Shortcut #2: Steal from Yourself
As trainers, instructors and presenters, we generally focus on one area of expertise. However, each specific class often focuses on a more narrow element. In some cases these details maybe shared between topics. Whenever possible, copy information from one handout directly into a second handout and then edit the information if absolutely necessary. If the information has been proven to work well as a means of communication before, it will probably work well again.
Also, as you develop your handouts, begin with the idea of reuse already in mind. Are any elements essential to the foundation of your overall topic? If so, present them in such a manner that it will be easy to reuse the material with little or no modifications. Over time, you can create a significant library, speeding up the process of creating excellent handouts by leaps and bounds.

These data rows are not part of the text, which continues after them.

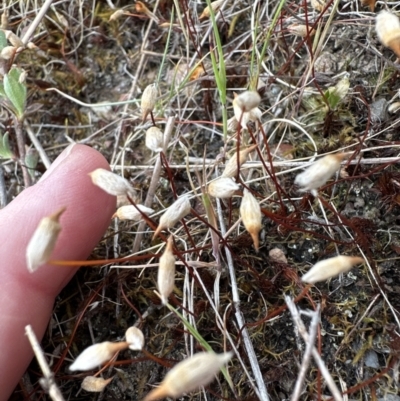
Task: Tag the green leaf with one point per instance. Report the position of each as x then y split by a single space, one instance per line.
5 151
15 91
3 40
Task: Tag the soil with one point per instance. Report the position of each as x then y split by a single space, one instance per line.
329 92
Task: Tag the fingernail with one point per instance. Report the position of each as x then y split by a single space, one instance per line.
60 159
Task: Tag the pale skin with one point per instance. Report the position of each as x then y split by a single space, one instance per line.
28 298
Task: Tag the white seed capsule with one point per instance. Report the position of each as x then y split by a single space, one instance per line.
7 52
245 117
277 256
233 124
166 272
135 338
43 241
223 187
385 24
250 212
96 355
130 212
14 39
117 14
111 183
177 211
190 374
329 268
318 5
319 172
388 30
300 30
154 139
149 99
215 6
231 166
247 100
95 384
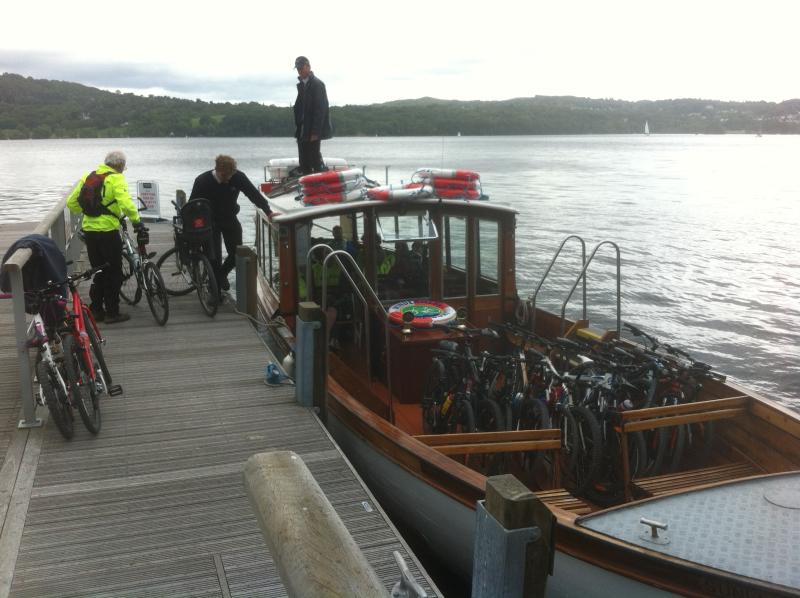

Shortcut #3: Work Like a Writer
As much I do not consider myself a writer (speaking is much more in my strike zone), a lot of writing is required for my job as a teacher, trainer and presenter. As I have studied more about how writers work, the one universal concept is that of the first draft. The concept of the first draft is simple: just get the information, thoughts, and ideas into print and don’t worry about the overall quality.
This is also true when developing a handout. Focus more on getting the important concepts and ideas down before worrying about order, layout or presentation. Once the bulk of the information has been written, then go back (preferably after some time away) and reorder, refine and polish. Although taking two or three passes seems like it would add time to the total process, my experience is that it actually shortens it. By eliminating the worry of polish and perfection, the information flows much more quickly and in the end, getting to a quality product happens more quickly as well.
What is your favorite shortcut for creating excellent handouts?